Among the usual suspects causing competitive concerns for most American manufacturers is China. But the communist regime isn’t exempt from sleeping bag tariffs, rendering Exxel able to compete. It began losing major orders, however when Bangladesh began flooding the market.
Exxel has been pressing the Obama administration to lift the exemption allowing Bangladeshi imports, but was turned down and forced to submit another request. Fox’s report continued:.
The office of the U.S. Trade Representative, which is reviewing Exxel’s request, told FoxNews.com that its review will conclude in the spring and that President Obama would have to sign off on any changes to the list of duty-free products — changes that would go into effect before July 1..
‘We take Exxel’s concerns seriously,” the office said in a statement.
Alabama Senator Jeff Sessions (R) has stepped in on Exxel’s behalf, trying to attach a tariff on the imports, but has so far been unsuccessful in getting fellow lawmakers to change the U.S. Generalized System of Preferences. The GSP determines which products from third-world countries can be imported duty free. Sessions placed a hold on the annual GSP bill, making it probable that the program will lapse at the end of December. He said from the Senate floor in Friday:
I have supported free trade, probably more than my colleagues. But I have worked for two years to try to obtain a simple justice to close a loophole in the tariff laws that has impacted and will close a sleeping bag textile manufacturer in my state. They are an independent, hard-working people.
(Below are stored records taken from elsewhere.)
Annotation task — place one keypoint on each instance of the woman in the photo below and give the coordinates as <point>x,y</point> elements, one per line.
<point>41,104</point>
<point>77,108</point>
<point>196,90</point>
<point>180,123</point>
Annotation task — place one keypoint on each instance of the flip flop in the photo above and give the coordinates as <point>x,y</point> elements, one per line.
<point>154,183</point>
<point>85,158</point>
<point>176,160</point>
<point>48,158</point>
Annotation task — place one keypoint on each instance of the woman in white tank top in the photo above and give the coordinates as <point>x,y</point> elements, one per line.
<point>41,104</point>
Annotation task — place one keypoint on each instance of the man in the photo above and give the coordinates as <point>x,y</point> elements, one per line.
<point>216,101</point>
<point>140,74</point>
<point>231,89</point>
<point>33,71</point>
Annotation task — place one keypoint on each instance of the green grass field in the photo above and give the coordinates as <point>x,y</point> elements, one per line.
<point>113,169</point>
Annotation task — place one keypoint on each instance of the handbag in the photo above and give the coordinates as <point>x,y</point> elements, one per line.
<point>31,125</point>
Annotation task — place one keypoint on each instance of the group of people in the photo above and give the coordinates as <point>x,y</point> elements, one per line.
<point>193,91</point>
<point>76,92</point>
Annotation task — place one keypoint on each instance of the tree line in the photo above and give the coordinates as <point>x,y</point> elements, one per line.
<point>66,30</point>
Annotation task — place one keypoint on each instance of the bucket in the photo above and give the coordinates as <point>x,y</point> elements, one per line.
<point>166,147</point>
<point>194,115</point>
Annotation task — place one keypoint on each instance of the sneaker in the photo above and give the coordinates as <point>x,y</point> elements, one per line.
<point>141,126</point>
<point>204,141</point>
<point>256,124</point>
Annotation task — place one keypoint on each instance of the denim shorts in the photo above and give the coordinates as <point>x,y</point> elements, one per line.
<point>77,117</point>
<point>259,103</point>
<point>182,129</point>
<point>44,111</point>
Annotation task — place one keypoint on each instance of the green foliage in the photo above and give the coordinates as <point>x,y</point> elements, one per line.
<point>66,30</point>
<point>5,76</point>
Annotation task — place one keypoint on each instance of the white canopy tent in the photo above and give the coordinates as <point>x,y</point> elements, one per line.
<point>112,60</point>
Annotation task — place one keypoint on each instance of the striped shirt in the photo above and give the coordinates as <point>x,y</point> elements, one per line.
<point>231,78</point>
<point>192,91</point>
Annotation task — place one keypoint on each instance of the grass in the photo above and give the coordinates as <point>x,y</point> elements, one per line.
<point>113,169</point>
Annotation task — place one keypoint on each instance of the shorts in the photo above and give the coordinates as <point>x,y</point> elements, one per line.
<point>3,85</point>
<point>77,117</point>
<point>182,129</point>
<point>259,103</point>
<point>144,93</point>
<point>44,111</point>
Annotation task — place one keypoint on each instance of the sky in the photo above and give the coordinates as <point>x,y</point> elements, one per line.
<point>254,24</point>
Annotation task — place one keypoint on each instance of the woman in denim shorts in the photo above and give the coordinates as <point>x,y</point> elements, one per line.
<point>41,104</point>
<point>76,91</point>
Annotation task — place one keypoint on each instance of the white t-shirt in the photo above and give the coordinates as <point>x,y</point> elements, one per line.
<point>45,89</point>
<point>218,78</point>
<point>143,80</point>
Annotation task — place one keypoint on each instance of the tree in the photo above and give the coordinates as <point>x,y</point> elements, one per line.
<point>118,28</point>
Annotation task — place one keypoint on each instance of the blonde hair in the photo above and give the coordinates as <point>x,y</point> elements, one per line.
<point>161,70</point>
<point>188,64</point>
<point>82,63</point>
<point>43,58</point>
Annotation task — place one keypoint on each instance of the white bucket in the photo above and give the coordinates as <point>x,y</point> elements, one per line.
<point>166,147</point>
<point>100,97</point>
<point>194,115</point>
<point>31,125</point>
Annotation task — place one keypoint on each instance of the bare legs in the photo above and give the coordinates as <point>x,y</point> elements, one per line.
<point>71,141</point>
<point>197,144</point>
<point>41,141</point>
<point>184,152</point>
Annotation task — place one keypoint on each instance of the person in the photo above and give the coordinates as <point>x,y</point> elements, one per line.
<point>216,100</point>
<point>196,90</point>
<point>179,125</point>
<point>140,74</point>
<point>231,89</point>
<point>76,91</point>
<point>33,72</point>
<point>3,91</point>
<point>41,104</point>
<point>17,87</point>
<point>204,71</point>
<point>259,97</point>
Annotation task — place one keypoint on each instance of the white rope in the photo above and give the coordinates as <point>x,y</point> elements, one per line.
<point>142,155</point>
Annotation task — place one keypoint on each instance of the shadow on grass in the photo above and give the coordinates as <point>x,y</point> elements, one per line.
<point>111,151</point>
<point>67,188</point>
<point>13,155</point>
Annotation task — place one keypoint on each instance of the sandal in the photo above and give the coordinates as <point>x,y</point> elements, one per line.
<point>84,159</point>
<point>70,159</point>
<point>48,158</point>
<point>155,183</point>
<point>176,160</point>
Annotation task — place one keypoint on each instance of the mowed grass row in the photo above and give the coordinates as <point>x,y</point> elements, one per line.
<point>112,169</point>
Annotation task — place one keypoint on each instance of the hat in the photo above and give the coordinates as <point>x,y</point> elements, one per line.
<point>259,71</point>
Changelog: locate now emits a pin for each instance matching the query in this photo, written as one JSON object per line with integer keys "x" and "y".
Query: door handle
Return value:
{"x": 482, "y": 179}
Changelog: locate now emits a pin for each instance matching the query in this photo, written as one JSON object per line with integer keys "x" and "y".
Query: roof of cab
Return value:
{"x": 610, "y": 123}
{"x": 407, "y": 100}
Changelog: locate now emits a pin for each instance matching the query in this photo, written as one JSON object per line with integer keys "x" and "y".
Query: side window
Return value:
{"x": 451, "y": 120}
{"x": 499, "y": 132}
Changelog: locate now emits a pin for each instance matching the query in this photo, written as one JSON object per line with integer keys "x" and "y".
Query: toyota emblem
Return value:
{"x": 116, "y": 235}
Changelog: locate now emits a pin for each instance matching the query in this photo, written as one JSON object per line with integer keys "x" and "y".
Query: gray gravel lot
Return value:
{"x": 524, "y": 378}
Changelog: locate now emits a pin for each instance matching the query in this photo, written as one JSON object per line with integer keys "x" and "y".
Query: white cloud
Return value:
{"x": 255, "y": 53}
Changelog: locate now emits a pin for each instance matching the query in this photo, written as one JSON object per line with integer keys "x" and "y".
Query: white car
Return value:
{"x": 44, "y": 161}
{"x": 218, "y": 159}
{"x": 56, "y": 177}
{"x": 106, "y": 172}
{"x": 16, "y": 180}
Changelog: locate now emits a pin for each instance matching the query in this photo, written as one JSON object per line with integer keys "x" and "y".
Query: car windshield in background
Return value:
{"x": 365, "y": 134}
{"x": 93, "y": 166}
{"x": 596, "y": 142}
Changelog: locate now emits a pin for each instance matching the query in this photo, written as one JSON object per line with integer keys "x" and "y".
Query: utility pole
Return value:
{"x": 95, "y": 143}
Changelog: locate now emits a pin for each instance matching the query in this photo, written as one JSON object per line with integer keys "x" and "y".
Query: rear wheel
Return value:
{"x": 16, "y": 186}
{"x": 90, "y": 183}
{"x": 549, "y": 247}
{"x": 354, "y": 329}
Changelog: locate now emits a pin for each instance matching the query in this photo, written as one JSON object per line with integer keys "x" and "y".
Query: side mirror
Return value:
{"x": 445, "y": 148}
And this bill as written will close that plant. And it should not happen..
Kazazian notes the irony of possibly having to move offshore instead of closing, especially after he moved his factory from Mexico to Alabama a few years ago. He said:
If the playing field should be tilted, it should be tilted in an American manufacturer’s favor. I want the law to be interpreted the way it should be and the playing field leveled..
Closing the factory would cause an economic ripple, affecting Exxel’s US vendors — suppliers of packaging, sewing thread, sleeping bag fill and other factory supplies, as well as trucking providers.
Many Americans dedicated to buying American are finding it harder and harder to support domestic manufacturers because they are disappearing — and along with them, our jobs. Here’s what the President had to say about American small business on September 27, when he signed the Small Business Jobs Act. He explained:
Now this is important because small businesses produce most of the new jobs in this country. They are the anchors of our Main Streets. They are part of the promise of America — the idea that if you’ve got a dream and you’re willing to work hard, you can succeed. That’s what leads a worker to leave a job to become her own boss. That’s what propels a basement inventor to sell a new product — or an amateur chef to open a restaurant. It’s this promise that has drawn millions to our shores and made our economy the envy of the world..
If the President can put our money where his mouth is, vigilant Americans will want to pay attention to this issue.